アユは春の花畑のような、ふんわりとした柔らかな香りを身に纏っている。
昨日は同じ石鹸で体を洗っただけなのに不思議だ。
リュザールは首を傾げつつ、馬を走らせる。
と、このようにぼんやりとしていたので、背後からの接近に気付かなかった。
アユが、リュザールの手の甲を叩く。
「どうした?」
話を聞くためにぐっと身を寄せると、アユの香りが強くなる。
どうにも気が散る。リュザールは眉間に皺を寄せ、気にしないように努めた。
「何かが、接近している」
「はあ?」
間の抜けた返事をしたのと同時に、黒鷲がピィーー!! と、高く鳴いた。
あの鳴き方は警戒を意味するものだ。
リュザールは慌てて背後を振り返った。
「――なっ!?」
草原に土煙が舞い上がる。
それは、馬を全力疾走させたために、巻き上がるものであった。
黒く染め上げた帆布の旗が、ヒラヒラと揺れている。黒は異国からやってきた侵略者一族を示す証である。
旗に刺された模様には、見覚えがない。
ユルドゥスと一戦交えた部族ではなさそうだ。
馬に跨る者の数は五騎ほど。
「クソ、運が悪い!」
調停者であるユルドゥスは、侵略者一族から報復を受けることがある。
そのため、恨みを買って襲われることは珍しくない。
リュザールは褐色の肌に金色の髪という、かつて侵略者一族だった母親の容姿を強く受け継いでいた。

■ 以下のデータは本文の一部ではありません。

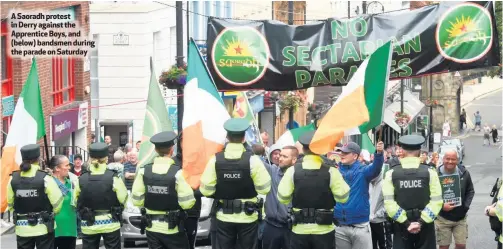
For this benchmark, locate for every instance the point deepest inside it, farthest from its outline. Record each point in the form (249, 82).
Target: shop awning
(412, 106)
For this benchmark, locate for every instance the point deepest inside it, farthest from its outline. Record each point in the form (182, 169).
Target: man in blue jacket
(353, 229)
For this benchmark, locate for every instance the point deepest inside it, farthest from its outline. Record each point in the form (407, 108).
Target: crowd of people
(264, 197)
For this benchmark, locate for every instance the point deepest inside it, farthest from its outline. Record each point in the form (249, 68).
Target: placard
(451, 189)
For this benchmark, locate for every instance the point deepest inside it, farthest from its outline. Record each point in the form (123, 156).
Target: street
(489, 107)
(484, 164)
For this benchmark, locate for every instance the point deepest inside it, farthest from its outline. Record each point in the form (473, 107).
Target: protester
(130, 169)
(487, 131)
(66, 219)
(478, 120)
(117, 165)
(353, 216)
(79, 167)
(494, 134)
(276, 234)
(451, 221)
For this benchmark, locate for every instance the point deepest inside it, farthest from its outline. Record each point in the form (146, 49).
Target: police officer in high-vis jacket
(412, 197)
(162, 190)
(99, 197)
(313, 188)
(34, 197)
(233, 178)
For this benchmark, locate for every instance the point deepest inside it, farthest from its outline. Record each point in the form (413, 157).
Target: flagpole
(46, 151)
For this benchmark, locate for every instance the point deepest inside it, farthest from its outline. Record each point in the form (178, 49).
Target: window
(63, 81)
(7, 83)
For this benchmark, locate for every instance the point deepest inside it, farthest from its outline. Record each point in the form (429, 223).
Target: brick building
(64, 82)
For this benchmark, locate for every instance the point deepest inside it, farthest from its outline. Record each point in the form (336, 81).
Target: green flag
(156, 120)
(367, 144)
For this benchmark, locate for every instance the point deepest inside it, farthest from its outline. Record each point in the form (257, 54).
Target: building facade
(64, 82)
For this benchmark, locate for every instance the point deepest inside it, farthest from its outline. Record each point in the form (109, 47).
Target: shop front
(68, 130)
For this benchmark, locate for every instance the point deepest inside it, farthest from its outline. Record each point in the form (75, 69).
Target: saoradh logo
(240, 55)
(464, 33)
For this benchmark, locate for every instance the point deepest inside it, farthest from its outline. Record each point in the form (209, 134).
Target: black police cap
(30, 152)
(305, 139)
(411, 142)
(164, 139)
(98, 150)
(236, 126)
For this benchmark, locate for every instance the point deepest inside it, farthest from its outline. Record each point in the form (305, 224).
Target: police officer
(412, 197)
(313, 188)
(233, 178)
(100, 196)
(33, 196)
(162, 190)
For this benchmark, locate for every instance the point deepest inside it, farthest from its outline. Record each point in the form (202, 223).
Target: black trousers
(191, 230)
(237, 235)
(167, 241)
(276, 237)
(42, 242)
(425, 239)
(65, 242)
(111, 240)
(313, 241)
(213, 232)
(378, 238)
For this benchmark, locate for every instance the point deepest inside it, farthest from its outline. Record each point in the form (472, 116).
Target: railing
(68, 151)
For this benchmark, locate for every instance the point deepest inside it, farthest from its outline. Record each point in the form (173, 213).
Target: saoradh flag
(204, 116)
(290, 137)
(156, 120)
(27, 127)
(360, 106)
(242, 109)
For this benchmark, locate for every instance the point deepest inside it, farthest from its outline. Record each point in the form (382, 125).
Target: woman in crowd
(434, 160)
(494, 133)
(66, 219)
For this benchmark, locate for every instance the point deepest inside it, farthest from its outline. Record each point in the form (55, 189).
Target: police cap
(98, 150)
(305, 139)
(164, 139)
(30, 152)
(411, 142)
(236, 126)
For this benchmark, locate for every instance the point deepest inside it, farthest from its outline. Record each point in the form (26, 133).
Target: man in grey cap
(353, 216)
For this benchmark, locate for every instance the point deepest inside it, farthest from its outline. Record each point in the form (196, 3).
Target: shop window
(7, 83)
(63, 81)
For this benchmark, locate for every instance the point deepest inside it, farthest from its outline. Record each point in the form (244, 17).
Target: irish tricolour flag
(27, 127)
(203, 118)
(360, 106)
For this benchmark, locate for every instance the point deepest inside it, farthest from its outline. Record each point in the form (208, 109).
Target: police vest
(160, 189)
(234, 178)
(412, 187)
(29, 193)
(96, 191)
(312, 188)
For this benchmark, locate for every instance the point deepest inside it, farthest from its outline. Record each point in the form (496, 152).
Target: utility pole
(349, 9)
(290, 22)
(179, 63)
(430, 136)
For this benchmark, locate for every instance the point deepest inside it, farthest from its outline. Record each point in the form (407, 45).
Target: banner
(271, 55)
(451, 189)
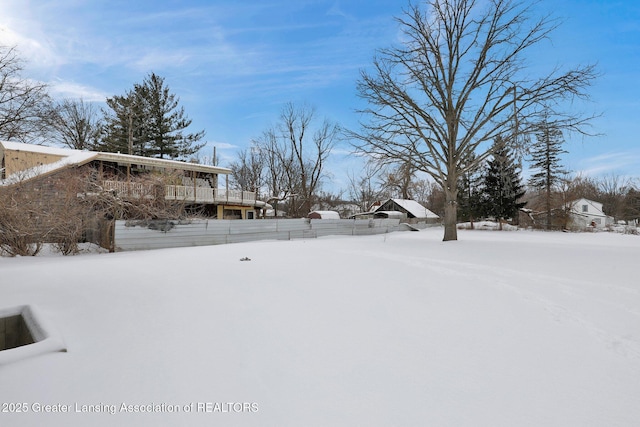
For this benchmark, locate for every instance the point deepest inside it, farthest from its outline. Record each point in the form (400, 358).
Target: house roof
(80, 157)
(413, 207)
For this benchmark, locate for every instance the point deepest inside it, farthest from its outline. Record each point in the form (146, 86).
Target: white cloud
(65, 89)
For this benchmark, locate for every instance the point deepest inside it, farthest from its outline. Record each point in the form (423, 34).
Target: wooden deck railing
(184, 193)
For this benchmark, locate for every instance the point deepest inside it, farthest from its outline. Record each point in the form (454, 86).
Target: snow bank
(498, 329)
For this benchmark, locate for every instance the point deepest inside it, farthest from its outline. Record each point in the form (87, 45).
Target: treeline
(146, 120)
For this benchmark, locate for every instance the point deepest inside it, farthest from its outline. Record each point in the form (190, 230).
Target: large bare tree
(25, 105)
(77, 124)
(457, 81)
(295, 152)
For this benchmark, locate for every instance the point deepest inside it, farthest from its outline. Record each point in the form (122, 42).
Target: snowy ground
(512, 328)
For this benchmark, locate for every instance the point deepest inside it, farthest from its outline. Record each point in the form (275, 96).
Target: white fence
(140, 235)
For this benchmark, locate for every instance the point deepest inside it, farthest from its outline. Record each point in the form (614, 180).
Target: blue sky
(233, 64)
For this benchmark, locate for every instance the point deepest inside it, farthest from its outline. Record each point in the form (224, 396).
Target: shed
(411, 208)
(324, 215)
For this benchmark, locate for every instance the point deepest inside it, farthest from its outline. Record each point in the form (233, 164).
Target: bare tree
(456, 82)
(248, 172)
(308, 152)
(613, 189)
(295, 153)
(76, 124)
(363, 189)
(25, 106)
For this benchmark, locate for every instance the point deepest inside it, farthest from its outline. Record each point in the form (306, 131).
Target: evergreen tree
(123, 126)
(503, 186)
(470, 192)
(148, 121)
(545, 158)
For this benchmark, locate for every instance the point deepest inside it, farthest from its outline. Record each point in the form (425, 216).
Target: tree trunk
(450, 214)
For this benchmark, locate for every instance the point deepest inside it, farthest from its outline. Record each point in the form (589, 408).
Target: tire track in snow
(624, 345)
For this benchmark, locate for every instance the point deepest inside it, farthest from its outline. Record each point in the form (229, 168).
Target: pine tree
(545, 158)
(470, 193)
(503, 186)
(148, 121)
(123, 126)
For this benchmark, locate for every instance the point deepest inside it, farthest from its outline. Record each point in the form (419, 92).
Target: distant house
(584, 213)
(192, 184)
(413, 211)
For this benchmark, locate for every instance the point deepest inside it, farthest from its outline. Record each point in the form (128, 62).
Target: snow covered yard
(498, 329)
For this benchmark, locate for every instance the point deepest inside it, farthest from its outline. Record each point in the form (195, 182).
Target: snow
(517, 328)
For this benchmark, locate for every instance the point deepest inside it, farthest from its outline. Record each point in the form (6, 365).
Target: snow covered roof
(72, 157)
(413, 207)
(324, 215)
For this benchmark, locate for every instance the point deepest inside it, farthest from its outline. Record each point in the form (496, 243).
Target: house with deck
(194, 185)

よって、今までユルドゥスであるとバレることもなかったのだ。
なぜ、気付かれてしまったのか。それを考えるのは無駄なこと。
今はただ、逃げることに集中するしかない。
「おい、歯を食いしばっておけ。馬を走らせる」
アユが頷いたのと同時に、リュザールは馬の腹を強く蹴った。
走って、走って、走って、走った。
だんだんと、距離が詰められている。
リュザールは舌打ちした。
鞍に荷物を積んでいるので、思うように早く走れない。
リュザールはアユに命令した。
「おい、鞍の荷物を外せ。右のほうの野菜と、左の穀物、両方だ」
アユは言われたとおり、体を捻って鞍の荷物を外す。すぐさま、二つの荷物は地面に落とされた。
体が軽くなったからか、馬の速度もぐんぐん上がる。
しかし、距離は縮まるばかりだ。
二人も乗せていたら、全力疾走も難しい。
ここで、アユがリュザールに話しかけてきた。
「リュザール」
「なんだよ、呼び捨てかよ!」
「リュザール様」
「様付けは気持ち悪い」
「リュザール」
「呼び捨てか様付けかの、二択だけかよ! って、そんなことはいい。なんだ?」
「追っ手は――」
アユは振り返って、リュザールに訴えた。
「きっと、私の叔父」
「は?」
「狙いは私だけ。だから、ここで降ろして」
リュザールを追う侵略者一族は、ユルドゥスを狙っているわけではなかった。
アユの叔父が侵略者一族を雇い、追って来ていたのだ。
リュザールは本日二度目の舌打ちをする。
「リュザール、お願い、私を、ここに」
「うるさい!!」
リュザールは大声でアユの言葉を制する。
すると、アユはリュザールに背を向けた。
キツイ物言いになってしまったが、仕方がない。
叔父はアユを都へ売り飛ばそうとした上に、命乞いの材料にもしていたのだ。
罪のない少女に対し、あまりにも惨い行いだった。絶対に、許せることではない。
それに、リュザールのために一生懸命料理を作ってくれた。そんな少女を見捨てることなどできやしない。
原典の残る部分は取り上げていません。